The development of membrane-based downstream purification platforms for continuous biomanufacturing of viral vectors and VLPs will overcome the technical and economic barriers at multiple fronts and involve close collaborations among researchers at the three different institutions.
“Each collaborating institution offers unique facilities, expertise and resources that will rapidly catalyze the technology development,” said Bhattacharyya. “This is a wonderful example of collaborations between three universities, as well as immense faculty collaborations between engineering, biochemistry, biology and medicine departments.”

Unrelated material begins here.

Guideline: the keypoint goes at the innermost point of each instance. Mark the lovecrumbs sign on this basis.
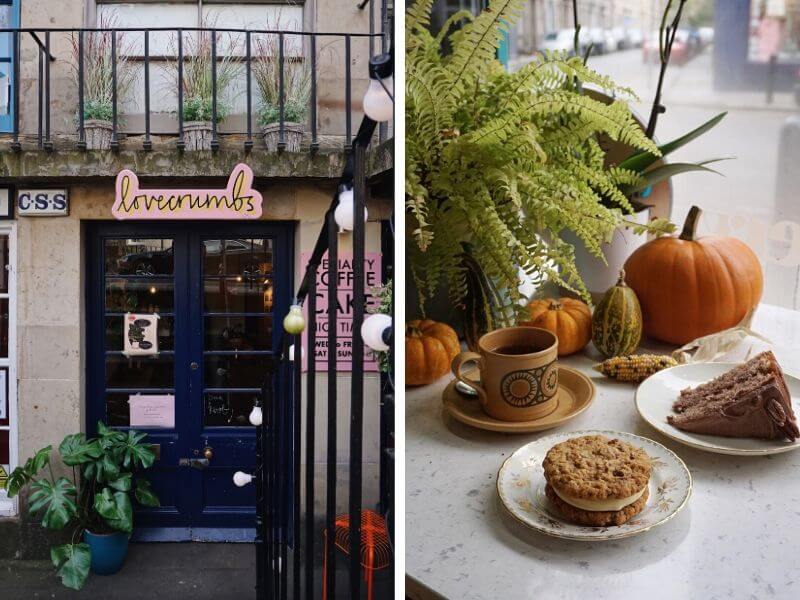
(238, 200)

Bhattacharyya will serve as the UK principal investigator (PI), while UK faculty members Barbara Knutson, Steve Rankin, Malgorzata (Gosia) Chwatko and Rebecca Dutch, all from the UK Center of Membrane Sciences, will contribute as Co-PIs. The overall PI of the grant is Xianghong Qian, a professor at the University of Arkansas Department of Biomedical Engineering.
Research reported in this publication was supported by the National Science Foundation under Award Number 2218054. The opinions, findings, and conclusions or recommendations expressed are those of the author(s) and do not necessarily reflect the views of the National Science Foundation.